Anna Sonny, 28 June 2013

After the deal reached in February was rejected by the European Parliament, a new agreement on the EU budget has been reached by EU leaders.

The budget has not changed in size, but in structure; the figure remains at 960 billion euros but more flexibility in spending will allow the money to be disbursed when and where it is needed.

With youth unemployment in Europe at a record high, reaching a staggering 50% in some parts of Greece and Spain, schemes to get young people into work feature as a main priority. It is possible that early payments will be made for these programmes, as well as programmes on research, education and small businesses.

Plans were also drafted on agricultural reform and banking bailouts, with agreements being made to protect savers as much as possible.

In the deal made for 2009-2013, around 50 billion euros of left over money was reimbursed back to member states, but the agreement made for 2014-2020 has not left room for any spare cash; it will all be spent.

The deal will need to be agreed by MEPs next week.

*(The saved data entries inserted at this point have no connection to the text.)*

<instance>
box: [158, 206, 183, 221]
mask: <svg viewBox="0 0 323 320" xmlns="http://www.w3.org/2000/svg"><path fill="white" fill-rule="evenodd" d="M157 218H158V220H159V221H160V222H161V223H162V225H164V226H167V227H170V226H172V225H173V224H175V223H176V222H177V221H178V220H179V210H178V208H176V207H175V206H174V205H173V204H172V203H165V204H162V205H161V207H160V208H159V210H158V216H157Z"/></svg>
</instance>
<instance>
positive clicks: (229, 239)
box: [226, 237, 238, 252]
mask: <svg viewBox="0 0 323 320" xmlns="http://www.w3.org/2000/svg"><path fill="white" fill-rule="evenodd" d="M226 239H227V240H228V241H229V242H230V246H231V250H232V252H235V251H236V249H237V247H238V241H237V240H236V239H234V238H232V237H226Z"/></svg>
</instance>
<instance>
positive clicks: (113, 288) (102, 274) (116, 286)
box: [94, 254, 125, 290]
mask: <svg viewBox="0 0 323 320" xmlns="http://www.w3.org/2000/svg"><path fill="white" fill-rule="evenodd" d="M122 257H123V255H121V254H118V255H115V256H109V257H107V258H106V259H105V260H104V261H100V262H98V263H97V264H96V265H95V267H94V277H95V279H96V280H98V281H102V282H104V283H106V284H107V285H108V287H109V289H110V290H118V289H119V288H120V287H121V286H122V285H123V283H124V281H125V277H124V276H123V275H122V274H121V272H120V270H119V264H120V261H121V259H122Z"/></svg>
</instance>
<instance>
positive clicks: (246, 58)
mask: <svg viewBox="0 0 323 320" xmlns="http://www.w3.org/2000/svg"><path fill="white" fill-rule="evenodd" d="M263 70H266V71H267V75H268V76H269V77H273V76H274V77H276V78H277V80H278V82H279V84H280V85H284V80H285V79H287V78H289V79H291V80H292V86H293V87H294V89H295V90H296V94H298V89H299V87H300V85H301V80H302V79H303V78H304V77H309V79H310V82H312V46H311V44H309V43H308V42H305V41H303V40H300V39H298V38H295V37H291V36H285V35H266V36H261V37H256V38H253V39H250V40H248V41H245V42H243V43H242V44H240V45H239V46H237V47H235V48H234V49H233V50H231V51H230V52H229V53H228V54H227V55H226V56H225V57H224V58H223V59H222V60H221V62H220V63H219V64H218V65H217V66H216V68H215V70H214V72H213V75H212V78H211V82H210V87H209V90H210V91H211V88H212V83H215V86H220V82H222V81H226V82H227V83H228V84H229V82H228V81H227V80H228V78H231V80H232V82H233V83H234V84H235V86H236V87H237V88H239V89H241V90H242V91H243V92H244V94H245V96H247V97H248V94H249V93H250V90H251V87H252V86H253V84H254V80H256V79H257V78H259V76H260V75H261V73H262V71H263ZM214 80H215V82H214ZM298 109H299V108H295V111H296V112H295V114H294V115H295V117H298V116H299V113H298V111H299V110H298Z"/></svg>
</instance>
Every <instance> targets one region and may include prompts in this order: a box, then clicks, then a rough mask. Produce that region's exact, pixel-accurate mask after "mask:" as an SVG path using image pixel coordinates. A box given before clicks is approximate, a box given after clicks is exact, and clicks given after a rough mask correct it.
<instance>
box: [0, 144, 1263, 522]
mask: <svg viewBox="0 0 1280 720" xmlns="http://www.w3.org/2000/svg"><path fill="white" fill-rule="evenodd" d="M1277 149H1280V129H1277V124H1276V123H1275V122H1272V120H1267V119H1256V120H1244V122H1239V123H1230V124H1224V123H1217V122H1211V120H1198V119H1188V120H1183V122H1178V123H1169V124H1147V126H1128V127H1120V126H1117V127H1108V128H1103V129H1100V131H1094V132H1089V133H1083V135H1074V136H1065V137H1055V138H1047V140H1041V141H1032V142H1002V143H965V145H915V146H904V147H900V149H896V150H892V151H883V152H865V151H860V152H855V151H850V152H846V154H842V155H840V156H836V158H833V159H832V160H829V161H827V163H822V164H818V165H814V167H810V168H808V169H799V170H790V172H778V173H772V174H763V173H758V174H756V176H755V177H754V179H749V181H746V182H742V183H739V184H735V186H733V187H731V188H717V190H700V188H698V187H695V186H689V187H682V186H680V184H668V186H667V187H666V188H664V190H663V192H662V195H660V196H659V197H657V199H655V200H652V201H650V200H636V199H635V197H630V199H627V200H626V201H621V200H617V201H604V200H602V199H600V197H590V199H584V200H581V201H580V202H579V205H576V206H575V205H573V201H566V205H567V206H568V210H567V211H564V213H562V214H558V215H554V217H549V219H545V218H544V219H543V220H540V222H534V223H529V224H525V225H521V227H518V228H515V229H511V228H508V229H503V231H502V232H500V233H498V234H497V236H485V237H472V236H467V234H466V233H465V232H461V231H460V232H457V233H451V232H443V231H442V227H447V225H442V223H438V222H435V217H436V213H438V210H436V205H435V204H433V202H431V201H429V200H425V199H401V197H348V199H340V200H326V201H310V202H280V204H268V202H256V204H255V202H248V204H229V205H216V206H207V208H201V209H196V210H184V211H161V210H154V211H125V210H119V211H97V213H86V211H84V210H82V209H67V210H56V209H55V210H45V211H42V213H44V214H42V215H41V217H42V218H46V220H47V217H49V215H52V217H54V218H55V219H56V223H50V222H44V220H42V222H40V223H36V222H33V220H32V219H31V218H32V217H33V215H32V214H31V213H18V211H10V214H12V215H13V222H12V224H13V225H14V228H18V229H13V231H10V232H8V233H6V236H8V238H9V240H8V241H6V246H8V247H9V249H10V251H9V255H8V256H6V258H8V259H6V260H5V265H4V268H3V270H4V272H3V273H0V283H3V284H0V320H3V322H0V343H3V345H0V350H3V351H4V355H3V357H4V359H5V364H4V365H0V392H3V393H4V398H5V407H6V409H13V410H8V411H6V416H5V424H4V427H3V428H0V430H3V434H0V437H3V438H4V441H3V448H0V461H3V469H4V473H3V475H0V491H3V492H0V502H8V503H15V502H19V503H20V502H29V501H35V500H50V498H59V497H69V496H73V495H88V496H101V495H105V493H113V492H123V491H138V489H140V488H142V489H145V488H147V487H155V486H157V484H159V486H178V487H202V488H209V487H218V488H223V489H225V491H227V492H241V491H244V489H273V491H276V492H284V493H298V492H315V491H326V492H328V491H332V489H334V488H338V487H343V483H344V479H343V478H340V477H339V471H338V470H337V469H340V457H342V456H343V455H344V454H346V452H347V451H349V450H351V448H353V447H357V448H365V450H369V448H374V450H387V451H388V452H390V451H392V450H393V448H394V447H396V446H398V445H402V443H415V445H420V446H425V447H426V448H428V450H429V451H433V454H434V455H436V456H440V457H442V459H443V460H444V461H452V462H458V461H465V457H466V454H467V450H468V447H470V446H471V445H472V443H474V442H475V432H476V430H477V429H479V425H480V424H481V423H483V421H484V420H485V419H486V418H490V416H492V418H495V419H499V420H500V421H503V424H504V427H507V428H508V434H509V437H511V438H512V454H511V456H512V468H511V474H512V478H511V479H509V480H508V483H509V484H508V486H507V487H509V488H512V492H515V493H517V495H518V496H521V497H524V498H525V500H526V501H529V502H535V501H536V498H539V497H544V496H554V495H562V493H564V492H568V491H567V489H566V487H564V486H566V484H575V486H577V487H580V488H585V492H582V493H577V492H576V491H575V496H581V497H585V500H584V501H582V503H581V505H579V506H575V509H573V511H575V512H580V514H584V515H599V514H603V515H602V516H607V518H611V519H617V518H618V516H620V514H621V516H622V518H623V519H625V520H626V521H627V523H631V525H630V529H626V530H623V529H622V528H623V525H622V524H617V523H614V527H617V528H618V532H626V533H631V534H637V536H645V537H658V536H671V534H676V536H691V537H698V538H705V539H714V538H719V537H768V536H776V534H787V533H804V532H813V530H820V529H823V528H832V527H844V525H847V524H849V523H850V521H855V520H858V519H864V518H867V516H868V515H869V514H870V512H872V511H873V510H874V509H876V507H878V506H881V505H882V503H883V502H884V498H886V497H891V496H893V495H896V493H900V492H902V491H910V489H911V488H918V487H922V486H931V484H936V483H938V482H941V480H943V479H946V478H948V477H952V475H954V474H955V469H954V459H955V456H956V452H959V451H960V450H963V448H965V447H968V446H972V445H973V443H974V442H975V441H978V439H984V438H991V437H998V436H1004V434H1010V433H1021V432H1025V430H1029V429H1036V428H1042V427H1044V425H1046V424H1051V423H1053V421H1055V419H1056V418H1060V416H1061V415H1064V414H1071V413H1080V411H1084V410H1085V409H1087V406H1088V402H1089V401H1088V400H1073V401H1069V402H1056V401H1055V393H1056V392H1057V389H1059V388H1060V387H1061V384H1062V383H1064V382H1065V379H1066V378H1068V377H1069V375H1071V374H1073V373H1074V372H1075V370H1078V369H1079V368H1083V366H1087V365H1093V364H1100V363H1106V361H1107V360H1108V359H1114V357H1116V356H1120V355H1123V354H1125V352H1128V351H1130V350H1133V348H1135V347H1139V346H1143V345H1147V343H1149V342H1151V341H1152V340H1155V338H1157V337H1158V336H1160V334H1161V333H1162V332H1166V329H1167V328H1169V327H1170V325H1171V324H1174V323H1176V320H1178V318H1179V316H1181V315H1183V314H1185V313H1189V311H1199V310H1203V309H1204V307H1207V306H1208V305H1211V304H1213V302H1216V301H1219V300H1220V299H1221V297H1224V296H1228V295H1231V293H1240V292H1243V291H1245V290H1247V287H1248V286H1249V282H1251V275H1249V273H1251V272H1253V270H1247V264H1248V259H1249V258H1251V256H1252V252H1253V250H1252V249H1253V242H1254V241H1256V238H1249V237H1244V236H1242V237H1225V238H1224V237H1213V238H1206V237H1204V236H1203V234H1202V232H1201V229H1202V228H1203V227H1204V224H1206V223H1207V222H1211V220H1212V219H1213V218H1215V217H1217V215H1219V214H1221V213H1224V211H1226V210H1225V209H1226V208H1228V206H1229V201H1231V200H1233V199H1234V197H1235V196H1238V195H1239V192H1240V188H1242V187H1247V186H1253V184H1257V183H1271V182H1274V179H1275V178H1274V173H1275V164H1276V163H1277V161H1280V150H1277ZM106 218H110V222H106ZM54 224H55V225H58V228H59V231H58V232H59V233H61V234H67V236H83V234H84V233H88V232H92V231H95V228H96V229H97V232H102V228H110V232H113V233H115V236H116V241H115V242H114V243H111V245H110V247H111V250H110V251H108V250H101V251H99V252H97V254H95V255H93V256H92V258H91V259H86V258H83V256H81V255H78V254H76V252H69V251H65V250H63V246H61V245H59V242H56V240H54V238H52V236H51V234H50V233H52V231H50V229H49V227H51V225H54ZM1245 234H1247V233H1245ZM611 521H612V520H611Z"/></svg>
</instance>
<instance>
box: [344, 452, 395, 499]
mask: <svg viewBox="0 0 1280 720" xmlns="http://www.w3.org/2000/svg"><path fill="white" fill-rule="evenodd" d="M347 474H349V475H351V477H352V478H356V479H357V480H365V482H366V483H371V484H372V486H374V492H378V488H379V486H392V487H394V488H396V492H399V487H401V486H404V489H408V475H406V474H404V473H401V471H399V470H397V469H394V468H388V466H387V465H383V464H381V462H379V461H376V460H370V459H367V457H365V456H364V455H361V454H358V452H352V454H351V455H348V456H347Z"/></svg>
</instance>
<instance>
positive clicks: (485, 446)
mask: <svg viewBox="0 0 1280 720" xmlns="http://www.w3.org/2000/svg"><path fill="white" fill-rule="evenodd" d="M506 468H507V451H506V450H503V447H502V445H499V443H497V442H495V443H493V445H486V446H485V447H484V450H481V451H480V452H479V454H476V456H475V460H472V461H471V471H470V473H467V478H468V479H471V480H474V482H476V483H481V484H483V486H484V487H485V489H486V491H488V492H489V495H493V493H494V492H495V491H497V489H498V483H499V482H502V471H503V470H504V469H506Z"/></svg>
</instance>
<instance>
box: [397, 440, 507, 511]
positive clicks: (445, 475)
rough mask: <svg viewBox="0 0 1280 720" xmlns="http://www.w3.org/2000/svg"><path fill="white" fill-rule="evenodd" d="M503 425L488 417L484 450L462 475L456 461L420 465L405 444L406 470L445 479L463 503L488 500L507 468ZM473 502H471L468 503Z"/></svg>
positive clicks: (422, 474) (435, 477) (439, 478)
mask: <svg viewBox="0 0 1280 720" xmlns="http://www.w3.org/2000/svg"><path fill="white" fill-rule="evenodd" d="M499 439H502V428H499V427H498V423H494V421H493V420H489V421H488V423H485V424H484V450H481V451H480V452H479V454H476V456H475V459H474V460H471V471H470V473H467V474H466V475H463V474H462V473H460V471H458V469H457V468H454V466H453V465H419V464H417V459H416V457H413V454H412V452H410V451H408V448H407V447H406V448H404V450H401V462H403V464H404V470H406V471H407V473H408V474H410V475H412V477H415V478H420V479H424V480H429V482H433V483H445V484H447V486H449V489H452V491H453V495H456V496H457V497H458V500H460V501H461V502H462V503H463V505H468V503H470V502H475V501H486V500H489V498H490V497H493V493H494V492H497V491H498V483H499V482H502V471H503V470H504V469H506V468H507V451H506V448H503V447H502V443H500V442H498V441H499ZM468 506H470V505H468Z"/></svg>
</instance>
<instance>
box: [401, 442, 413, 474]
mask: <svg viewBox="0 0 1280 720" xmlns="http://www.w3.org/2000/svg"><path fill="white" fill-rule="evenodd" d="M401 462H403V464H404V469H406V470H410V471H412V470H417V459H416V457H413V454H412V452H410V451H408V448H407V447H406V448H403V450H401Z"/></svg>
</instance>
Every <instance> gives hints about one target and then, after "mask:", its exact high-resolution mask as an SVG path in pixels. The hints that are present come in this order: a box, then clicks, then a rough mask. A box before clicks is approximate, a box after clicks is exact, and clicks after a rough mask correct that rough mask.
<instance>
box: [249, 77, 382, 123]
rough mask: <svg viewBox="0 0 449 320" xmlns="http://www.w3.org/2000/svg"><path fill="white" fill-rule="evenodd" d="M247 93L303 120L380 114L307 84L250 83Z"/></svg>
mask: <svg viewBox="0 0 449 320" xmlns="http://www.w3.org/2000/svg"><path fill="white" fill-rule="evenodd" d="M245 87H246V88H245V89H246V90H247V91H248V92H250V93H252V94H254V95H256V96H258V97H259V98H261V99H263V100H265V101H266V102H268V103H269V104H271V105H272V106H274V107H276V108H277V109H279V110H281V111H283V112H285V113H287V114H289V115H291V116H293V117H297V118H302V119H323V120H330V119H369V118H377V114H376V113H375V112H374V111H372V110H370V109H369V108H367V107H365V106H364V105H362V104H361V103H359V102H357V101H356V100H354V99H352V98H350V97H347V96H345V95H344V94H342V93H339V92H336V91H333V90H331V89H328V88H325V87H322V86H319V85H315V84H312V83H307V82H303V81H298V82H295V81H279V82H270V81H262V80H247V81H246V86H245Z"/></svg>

As usual, it seems to be a compromise between MEPs who seem happy to spend as much as possible, and member state leaders who are keen to cut back on spending in order to reflect the austerity measures being pushed through domestically.

The first real terms cut in spending does mask an actual increase in spending on administration in Brussels; spending on the EU’s mammoth bureaucracy will increase by 1.5%, part of which will cover the cost of final salary pensions for EU officials.

When compared with the 144,000 civil service job cuts and further cuts to spending in British Government departments announced in the spending review this Wednesday, it is clear that the sacrifices being made at national level are not being made within the body of the European Union itself.